Apple picks up tentative wins in legal tiff with former A-series chip lead

What you need to know

  • Apple is suing its former engineer.
  • Gerard Williams III was the lead on Apple’s A-series processors.
  • He has since set up his own chip company.

They’re only preliminary, too.

Apple’s suing Gerard Williams III after he left its employee and set up a chip company of his own. That company then hired more former Apple employees and after Apple filed a lawsuit it has now picked up some tentative and preliminary victories.

As Bloomberg notes, Santa Clara County Superior Court Judge Mark Pierce has been ruling on an attempt by Williams to have the suit tossed out of court. Williams initially claimed that Apple’s behavior was illegal after it inserted an anti-compete clause in the engineer’s contract.

In a tentative ruling rejecting his request to toss the suit, Santa Clara County Superior Court Judge Mark Pierce said the law doesn’t permit an employee “to plan and prepare to create a competitive enterprise prior to termination if the employee does so on their employer’s time and with the employer’s resources.”

Williams also attempted to claim that by reading his SMS messages, Apple had breached his privacy.
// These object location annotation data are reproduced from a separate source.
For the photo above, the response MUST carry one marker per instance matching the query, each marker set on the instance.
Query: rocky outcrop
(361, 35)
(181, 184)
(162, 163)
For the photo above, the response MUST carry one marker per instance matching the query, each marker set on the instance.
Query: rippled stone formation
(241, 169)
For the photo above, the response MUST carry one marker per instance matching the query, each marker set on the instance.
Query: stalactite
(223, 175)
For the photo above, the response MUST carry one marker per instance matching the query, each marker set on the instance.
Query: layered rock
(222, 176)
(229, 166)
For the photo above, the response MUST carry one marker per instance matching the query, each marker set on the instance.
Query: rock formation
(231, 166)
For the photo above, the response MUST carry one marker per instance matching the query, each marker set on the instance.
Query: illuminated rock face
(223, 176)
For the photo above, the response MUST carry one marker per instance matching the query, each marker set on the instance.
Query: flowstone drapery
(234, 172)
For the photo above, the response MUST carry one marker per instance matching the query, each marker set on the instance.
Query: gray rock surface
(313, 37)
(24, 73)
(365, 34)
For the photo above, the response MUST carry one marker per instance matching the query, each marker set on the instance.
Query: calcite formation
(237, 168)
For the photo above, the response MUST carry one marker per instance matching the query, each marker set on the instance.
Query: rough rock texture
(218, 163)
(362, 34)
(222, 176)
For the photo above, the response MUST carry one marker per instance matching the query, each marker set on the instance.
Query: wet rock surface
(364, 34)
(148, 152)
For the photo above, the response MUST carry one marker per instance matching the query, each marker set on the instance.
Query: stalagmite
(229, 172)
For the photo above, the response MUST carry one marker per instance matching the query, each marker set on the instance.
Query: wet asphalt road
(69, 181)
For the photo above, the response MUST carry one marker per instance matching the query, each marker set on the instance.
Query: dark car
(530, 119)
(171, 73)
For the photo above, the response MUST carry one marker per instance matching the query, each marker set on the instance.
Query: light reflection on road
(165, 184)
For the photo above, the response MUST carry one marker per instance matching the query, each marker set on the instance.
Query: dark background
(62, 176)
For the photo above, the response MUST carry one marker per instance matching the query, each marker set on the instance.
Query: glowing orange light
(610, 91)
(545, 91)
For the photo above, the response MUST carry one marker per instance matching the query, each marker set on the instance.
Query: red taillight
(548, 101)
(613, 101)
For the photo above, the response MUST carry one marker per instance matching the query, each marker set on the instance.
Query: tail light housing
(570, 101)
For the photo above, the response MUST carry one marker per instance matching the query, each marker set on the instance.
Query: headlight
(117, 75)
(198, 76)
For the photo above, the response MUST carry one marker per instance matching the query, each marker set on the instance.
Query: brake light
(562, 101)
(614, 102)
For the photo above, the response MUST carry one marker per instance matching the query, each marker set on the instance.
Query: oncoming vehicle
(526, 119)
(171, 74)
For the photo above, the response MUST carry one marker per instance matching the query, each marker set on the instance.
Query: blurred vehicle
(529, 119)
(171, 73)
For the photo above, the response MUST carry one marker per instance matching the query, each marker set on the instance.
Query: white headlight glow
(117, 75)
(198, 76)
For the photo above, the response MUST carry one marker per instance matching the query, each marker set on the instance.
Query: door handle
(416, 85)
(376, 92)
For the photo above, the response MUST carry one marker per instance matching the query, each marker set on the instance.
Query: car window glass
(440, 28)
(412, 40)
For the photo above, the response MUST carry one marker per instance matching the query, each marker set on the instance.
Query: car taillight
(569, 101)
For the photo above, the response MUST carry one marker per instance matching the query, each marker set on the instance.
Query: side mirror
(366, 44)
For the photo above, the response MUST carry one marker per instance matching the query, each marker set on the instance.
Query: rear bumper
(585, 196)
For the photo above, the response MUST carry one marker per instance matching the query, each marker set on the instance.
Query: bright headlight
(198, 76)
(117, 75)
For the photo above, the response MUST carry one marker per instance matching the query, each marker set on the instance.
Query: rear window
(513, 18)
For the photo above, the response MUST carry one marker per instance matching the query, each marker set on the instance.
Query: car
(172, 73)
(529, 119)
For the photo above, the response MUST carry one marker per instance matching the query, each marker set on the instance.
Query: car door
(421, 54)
However, it appears that the phone in question was owned by Apple and the judge doesn’t believe that any data obtained was done so illegally.
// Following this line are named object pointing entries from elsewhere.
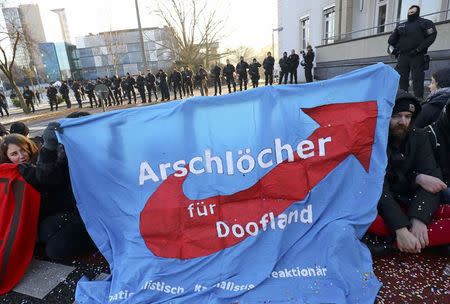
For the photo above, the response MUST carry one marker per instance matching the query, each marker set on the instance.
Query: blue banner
(253, 197)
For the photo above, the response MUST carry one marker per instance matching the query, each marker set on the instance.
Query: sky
(248, 22)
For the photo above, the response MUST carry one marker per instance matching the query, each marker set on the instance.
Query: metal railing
(386, 27)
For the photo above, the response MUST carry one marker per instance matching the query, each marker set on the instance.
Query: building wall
(119, 52)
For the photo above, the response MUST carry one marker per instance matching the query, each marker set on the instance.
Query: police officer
(241, 69)
(215, 72)
(150, 84)
(64, 91)
(117, 89)
(284, 68)
(140, 85)
(268, 64)
(91, 95)
(228, 73)
(129, 88)
(308, 59)
(76, 92)
(254, 72)
(175, 79)
(294, 61)
(188, 76)
(411, 40)
(28, 95)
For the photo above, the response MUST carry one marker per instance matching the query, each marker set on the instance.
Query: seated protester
(435, 102)
(410, 196)
(19, 128)
(60, 227)
(439, 134)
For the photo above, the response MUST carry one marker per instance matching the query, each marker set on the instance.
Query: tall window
(381, 16)
(304, 24)
(328, 25)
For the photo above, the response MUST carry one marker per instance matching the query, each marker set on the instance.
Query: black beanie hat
(442, 77)
(405, 102)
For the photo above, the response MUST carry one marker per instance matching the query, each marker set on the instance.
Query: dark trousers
(308, 74)
(53, 102)
(67, 100)
(177, 86)
(151, 88)
(118, 96)
(293, 76)
(91, 97)
(129, 92)
(415, 65)
(230, 81)
(243, 80)
(30, 104)
(3, 105)
(64, 236)
(189, 87)
(141, 91)
(283, 74)
(269, 77)
(217, 83)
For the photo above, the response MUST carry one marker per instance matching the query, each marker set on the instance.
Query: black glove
(49, 136)
(413, 53)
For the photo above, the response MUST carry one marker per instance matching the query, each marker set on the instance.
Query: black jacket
(50, 176)
(284, 64)
(439, 135)
(309, 59)
(228, 71)
(432, 108)
(294, 61)
(414, 157)
(268, 64)
(413, 35)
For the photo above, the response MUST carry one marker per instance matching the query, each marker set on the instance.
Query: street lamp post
(278, 29)
(141, 37)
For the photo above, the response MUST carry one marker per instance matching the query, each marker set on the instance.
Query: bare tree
(195, 27)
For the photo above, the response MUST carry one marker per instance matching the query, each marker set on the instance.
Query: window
(381, 16)
(304, 25)
(328, 27)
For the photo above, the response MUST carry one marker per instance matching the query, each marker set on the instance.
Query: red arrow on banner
(174, 226)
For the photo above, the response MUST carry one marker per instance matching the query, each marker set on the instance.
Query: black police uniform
(216, 79)
(411, 40)
(241, 69)
(268, 64)
(228, 72)
(308, 57)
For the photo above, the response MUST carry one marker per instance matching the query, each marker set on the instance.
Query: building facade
(60, 61)
(119, 52)
(26, 19)
(350, 34)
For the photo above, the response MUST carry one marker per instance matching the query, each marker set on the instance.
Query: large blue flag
(253, 197)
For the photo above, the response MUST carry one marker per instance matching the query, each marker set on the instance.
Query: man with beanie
(412, 182)
(411, 40)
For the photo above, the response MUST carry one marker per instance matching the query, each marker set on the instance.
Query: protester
(411, 187)
(411, 40)
(439, 134)
(435, 102)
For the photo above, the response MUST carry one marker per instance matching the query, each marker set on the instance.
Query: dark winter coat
(414, 157)
(432, 107)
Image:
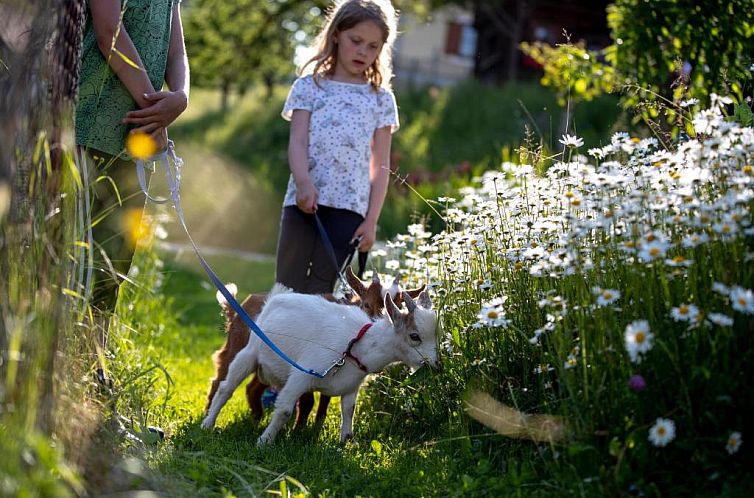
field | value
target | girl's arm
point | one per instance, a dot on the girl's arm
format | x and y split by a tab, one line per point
106	21
379	174
298	160
165	107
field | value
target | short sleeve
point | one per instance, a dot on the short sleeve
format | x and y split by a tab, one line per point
387	111
301	96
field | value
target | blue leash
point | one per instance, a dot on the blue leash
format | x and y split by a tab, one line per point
173	177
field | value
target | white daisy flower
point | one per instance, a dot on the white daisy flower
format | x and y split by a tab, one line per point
679	261
721	288
685	313
662	432
742	300
606	296
653	250
571	362
734	442
638	339
393	264
492	316
571	141
720	319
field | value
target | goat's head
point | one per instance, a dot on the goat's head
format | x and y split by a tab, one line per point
371	297
417	329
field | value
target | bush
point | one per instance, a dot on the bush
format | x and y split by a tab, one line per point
616	295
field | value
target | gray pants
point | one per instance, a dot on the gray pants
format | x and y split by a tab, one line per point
303	262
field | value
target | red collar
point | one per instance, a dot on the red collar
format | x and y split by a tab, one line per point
356	339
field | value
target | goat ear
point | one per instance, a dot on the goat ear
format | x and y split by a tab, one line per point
410	304
392	310
356	284
424	300
416	292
The judge also dismissed a claim by Williams that Apple invaded his privacy by reviewing text messages he wrote to coworkers that were critical of the company. Williams sought to have those texts excluded as evidence in the suit. Pierce disagreed. “There are no allegations in the complaint establishing that the text messages were obtained as the result of eavesdropping upon or recording a confidential communication,” he wrote.

These are of course very early days and there is more than enough time for us to see a few swings in this case. And even these rulings aren’t set in stone – the attorney acting for Williams intends to contest them.
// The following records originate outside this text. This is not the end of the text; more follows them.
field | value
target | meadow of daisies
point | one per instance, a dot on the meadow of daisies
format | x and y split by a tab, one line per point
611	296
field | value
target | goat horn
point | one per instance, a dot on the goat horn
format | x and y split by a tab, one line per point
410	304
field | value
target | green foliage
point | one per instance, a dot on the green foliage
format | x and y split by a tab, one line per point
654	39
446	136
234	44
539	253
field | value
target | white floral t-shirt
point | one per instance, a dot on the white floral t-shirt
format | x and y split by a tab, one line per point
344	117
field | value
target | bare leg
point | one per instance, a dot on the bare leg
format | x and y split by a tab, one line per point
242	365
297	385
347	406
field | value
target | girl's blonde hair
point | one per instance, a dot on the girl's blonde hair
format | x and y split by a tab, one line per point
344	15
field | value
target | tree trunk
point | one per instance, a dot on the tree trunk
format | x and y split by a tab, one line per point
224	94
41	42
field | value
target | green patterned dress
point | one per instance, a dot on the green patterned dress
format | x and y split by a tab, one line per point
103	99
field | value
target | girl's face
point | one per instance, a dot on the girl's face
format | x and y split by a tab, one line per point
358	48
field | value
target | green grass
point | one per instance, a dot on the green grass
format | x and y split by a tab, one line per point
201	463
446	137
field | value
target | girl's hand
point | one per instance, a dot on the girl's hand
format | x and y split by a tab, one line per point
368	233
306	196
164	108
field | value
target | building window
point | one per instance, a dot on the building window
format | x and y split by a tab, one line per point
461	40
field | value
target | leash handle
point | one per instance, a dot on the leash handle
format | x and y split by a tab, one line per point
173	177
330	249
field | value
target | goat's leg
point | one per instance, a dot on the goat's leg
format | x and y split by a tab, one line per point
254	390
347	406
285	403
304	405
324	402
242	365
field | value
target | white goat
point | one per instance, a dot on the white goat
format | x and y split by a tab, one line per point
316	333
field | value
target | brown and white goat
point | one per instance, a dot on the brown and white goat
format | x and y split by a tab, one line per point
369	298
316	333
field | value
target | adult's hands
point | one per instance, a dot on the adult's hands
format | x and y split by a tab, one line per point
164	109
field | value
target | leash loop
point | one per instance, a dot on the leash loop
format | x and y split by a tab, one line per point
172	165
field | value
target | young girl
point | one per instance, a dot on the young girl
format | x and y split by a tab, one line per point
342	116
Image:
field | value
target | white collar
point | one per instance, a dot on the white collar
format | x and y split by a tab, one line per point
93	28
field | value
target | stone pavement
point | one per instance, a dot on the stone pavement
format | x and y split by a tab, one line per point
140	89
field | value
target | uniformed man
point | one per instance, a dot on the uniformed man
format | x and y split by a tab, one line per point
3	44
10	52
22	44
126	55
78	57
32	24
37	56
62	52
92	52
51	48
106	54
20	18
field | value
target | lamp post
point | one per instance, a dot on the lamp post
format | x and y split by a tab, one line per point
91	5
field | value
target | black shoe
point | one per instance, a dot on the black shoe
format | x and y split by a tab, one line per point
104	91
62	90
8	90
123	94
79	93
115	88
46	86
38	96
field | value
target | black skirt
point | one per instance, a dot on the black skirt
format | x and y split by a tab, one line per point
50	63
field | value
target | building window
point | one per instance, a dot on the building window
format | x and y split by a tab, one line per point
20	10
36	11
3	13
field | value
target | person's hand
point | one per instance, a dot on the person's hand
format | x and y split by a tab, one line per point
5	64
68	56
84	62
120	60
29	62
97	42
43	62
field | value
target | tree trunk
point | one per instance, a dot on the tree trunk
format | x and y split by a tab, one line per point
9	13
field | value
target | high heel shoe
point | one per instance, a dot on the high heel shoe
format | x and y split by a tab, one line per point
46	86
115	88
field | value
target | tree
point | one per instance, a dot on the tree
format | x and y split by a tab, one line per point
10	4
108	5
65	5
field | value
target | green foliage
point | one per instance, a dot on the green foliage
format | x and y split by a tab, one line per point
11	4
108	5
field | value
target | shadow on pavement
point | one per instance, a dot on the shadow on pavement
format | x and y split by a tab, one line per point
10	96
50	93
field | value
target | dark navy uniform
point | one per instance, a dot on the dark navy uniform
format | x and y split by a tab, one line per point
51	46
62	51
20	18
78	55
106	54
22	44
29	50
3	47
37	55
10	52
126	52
Claude Stern, an attorney for Williams, plans to contest the judge’s findings at a hearing Tuesday in San Jose. Stern said he’ll argue that Williams can’t be sued simply for coming up with an idea for a new business while at Apple, as opposed to taking inventions he worked on that belong to his previous employer.

Williams left Apple in February 2019 after being the head of the company’s A-series design team. He then set up Nuvia, a company that, you guessed it. Designs chips.